Diastole = ventrikels in rust en atriums contraheren
- Gestart met isovolumetrische relaxatie fase
- Gevold door snelle ventriculaire vullingsfase
- Daarna langzame ventriculaire vullingsfase
- Eindigen met atriale systole
- AV-kleppen open
- Druk in atria’s hoger dan in ventrikels
Wat houdt de systole in?
Systole = ventrikels contraheren en atriums in rust
- Start met isovolumetrische contractiefase
- Snelle ejectiefase
- Langzame ejectiefase
Wat zijn de 5 stappen van het drukverloop?

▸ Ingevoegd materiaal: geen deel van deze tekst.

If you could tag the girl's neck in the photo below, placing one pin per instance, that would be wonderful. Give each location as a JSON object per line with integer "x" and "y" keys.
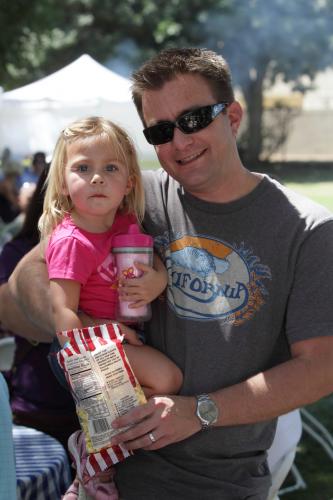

- Isovolumetrische contractiefase
- ejectiefase
- isovolumetrische relaxatiefase
- ventriculaire vullingsfase
- atriale systole
Wat gebeurd er tijdens de isovolumetrische contractiefase?
Druk in linker ventrikel hoger dan in linker atrium → sluiten mitralisklep → druk in ventrikel neemt zeer snel toe → druk in ventrikel hoger dan in de aorta → openen valva aortae.
Wat gebeurd er tijdens de ejectiefase?
start met zeer snelle uitstroom → druk in aorta neem overhend → stroomsnelheid neemt af → valva aortae sluiten → uitstroom
stopt
Wat gebeurd er tijdens de isovolumetrische relaxatiefase?
Druk in ventrikel neemt sterk af → deze druk lager dan druk in atrium → valva mitralis opent → start diastolische fase
Wat gebeurd er tijdens de ventriculaire vullingsfase?
De diastolische fase begint met snelle ventrikel vulling → druk in ventrikel hoger dan druk in atrium → langzamere ventriculaire vullingsfase
Wat gebeurd er tijdens de atriale systole?
Druk in atrium en ventrikel neemt toe → druk in ventrikel groter dan atrium→ mitralis klep sluit→ weer beginnen bij stap 1: isovolumetrische contractiefase
Hoe wordt het slagvolume (SV) gedefinieerd?
SV = EDV - ESV
EDV = einddiastolisch volume
ESV = eindsystolisch volume
Hoe wordt het hartminuutvolume (HMV) gedefinieerd?
HMV = SV x HF
SV = slagvolume
HF = hartfrequentie
Waardoor zijn er drukveranderingen in de vena jugularis?
Door het wegvallen van druk door de contractie van het hart.
Welke 3 toppen zijn te herkennen bij de druk in de vena jugularis?
A-top: contractie van atrium
C-top: snelle ejectiefase
V-top: openen van de instroom kleppen
Welke toppen zijn er te vinden in een elektrocardiogram?
P-top: contractie van het atrium, einde van diastole
QRS-complex: contractie van de ventrikels, begin systole
T-top: repolarisatie van ventrikels, einde systole
Hoe verloopt het geleidingssysteem van het hart?
Sinoatriale knoop (kan zelfstandig vuren/pacemaker) → AV-knoop → bundel van His → netwerk/vezels van purkinje.
Hoe kan het dat de SA-knoop actiepotentialen blijft vuren?
In de knoop zitten cellen die spontaan elektrisch actief zijn. Ze depolariseren vanzelf doordat de calciumkanalen open gaan staan.